Selon Sachin Maharaj, professeur au département d’éducation de l’Université d’Ottawa, ce projet de loi «va dans la bonne direction et reconnait que les réseaux sociaux sont associés à des troubles mentaux et sociaux».

«C’est évident que les jeunes trouvent des façons de contourner les interdictions. Mais le réel enjeu, c’est de changer la façon dont les applications fonctionnent», affirme l’expert.

«Les études montrent que les enfants qui disposent de réseaux sociaux sans y passer trop de temps vont bien», ajoute-t-il.

Le Canada suit l’initiative de l’Australie, qui est devenue en décembre 2025 le premier pays à interdire les réseaux sociaux aux enfants pour les protéger des effets nocifs redoutés sur la santé mentale, avec un bilan jusque-là mitigé.

Le Haut-Commissaire de l’ONU aux droits de l’homme a averti le 29 mai qu’il n’était pas suffisant d’interdire l’accès des enfants aux réseaux sociaux et a appelé gouvernements et entreprises à concevoir des plateformes plus sûres.

Limites sur l’IA

Ce projet de loi ambitionne également de réglementer les robots conversationnels dotés d’IA, en imposant notamment aux entreprises d’«atténuer le risque que le robot transmette du contenu préjudiciable», précise un communiqué du gouvernement canadien.

Elles devraient également «être transparent(es) quant à leurs seuils de signalement dans les situations de crise, par exemple lorsqu’un utilisateur a l’intention de se blesser ou de faire du mal à autrui».

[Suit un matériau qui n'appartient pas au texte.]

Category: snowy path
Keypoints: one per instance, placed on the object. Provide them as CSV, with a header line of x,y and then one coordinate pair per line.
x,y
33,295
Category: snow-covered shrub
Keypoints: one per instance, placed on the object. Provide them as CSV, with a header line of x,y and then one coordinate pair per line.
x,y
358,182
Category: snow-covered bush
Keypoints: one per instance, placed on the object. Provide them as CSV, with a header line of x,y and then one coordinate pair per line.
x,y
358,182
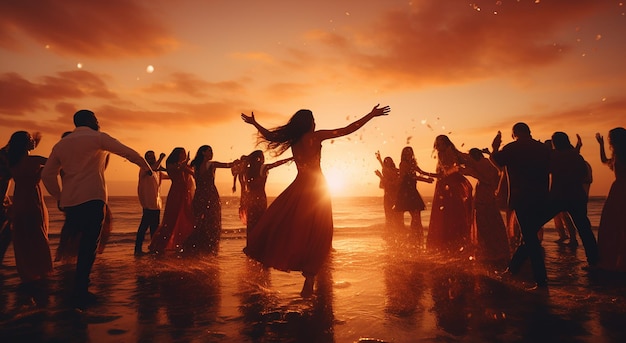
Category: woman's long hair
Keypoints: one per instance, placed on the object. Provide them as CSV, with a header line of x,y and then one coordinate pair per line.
x,y
281,138
199,158
174,156
617,139
20,144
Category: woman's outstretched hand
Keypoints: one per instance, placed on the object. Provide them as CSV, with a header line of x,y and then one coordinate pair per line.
x,y
599,138
248,119
380,111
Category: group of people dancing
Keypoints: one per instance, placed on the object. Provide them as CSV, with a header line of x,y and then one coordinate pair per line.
x,y
538,180
294,233
192,219
460,219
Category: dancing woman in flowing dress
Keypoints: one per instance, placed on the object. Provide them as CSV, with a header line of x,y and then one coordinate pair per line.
x,y
489,229
296,230
207,207
30,215
255,177
177,223
612,228
408,198
451,216
390,183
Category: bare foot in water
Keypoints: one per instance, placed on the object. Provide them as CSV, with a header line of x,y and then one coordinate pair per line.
x,y
307,288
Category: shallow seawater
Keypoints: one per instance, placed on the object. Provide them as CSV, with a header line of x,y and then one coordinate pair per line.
x,y
378,286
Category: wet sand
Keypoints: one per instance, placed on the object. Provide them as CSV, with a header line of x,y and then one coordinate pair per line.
x,y
377,287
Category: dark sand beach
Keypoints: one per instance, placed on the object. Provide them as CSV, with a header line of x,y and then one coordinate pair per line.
x,y
377,287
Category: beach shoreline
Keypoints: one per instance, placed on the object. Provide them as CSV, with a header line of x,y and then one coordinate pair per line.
x,y
377,286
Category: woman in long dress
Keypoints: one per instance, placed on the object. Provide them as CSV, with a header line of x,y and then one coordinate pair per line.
x,y
389,176
408,198
489,231
177,223
255,177
207,207
30,215
451,215
296,231
612,228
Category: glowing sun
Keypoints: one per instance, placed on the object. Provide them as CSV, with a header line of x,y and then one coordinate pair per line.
x,y
336,180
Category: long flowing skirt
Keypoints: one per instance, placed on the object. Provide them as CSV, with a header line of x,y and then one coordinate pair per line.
x,y
296,230
612,229
451,216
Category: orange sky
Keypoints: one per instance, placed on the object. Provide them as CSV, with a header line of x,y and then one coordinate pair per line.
x,y
466,69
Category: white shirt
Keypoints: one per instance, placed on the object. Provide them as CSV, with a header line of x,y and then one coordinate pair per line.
x,y
148,190
82,156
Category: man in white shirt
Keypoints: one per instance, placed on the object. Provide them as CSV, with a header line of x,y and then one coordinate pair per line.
x,y
148,190
82,155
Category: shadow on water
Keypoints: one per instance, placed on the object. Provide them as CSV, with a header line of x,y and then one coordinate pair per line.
x,y
452,297
376,287
271,317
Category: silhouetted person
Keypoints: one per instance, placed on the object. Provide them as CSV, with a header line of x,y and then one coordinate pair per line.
x,y
177,223
30,215
408,199
527,162
567,192
451,215
255,178
489,228
612,228
149,193
5,203
207,205
82,156
296,231
390,183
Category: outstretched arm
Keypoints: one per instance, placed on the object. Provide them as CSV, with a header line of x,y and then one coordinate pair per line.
x,y
579,143
376,111
380,160
251,120
278,163
600,140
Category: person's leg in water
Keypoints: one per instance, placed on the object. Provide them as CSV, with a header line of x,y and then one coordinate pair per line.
x,y
417,228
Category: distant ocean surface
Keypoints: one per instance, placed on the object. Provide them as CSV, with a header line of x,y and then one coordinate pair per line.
x,y
349,213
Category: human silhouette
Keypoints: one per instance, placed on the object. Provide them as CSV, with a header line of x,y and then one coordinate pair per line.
x,y
30,215
527,164
237,170
389,176
408,199
612,228
177,223
567,193
82,156
451,216
5,203
296,230
489,228
255,177
207,206
149,194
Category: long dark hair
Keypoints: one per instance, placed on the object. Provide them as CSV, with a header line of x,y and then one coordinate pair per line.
x,y
174,156
281,138
617,139
20,144
199,158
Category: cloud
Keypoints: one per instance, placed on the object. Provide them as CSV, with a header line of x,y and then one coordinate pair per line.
x,y
450,42
21,96
188,84
96,29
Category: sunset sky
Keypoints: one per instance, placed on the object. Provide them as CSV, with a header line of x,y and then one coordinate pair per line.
x,y
161,74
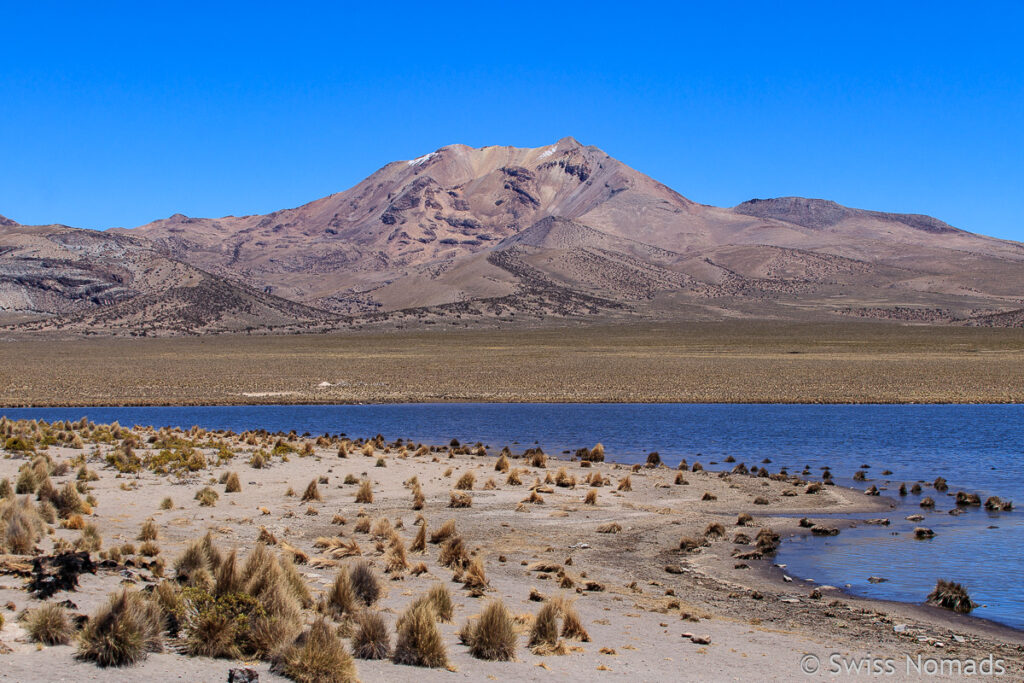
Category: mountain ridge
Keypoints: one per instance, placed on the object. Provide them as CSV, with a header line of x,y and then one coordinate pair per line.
x,y
550,233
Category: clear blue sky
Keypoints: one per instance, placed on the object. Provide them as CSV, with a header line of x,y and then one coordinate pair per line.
x,y
119,114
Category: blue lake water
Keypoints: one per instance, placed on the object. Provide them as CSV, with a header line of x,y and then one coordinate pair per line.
x,y
978,449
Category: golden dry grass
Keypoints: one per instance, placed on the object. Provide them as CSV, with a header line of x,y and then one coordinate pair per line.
x,y
710,361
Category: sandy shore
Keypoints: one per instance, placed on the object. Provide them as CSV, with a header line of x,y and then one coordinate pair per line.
x,y
735,361
637,593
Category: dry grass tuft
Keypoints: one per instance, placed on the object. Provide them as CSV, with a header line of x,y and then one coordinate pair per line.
x,y
544,633
466,481
311,493
316,656
460,500
572,627
366,493
366,585
950,595
123,632
440,601
445,531
395,561
419,641
341,598
150,531
207,497
493,635
49,625
475,578
232,484
371,640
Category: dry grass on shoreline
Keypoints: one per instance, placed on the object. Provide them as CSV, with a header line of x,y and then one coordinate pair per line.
x,y
738,361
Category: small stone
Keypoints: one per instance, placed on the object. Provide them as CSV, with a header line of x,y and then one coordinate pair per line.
x,y
245,675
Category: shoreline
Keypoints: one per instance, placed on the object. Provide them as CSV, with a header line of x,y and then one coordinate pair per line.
x,y
755,621
476,400
709,363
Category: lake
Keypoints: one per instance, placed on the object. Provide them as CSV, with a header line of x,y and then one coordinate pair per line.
x,y
978,449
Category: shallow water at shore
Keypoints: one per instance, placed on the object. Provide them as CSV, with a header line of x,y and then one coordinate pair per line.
x,y
978,449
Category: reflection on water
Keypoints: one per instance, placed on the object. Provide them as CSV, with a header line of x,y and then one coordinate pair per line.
x,y
976,447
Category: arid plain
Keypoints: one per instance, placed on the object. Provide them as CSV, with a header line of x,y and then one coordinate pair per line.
x,y
740,360
333,531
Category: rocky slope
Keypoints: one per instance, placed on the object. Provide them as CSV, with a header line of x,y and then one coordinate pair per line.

Ce sujet est particulièrement sensible au Canada, quelques semaines après que des familles touchées par l’une des pires fusillades du pays ont intenté un procès contre OpenAI, affirmant que l’entreprise savait que l’autrice présumée de la tuerie préparait son attaque sur ChatGPT.

Elle avait écrit des messages au contenu violent sur le chatbot, qui n’avaient pas été transmis à la police canadienne par OpenAI.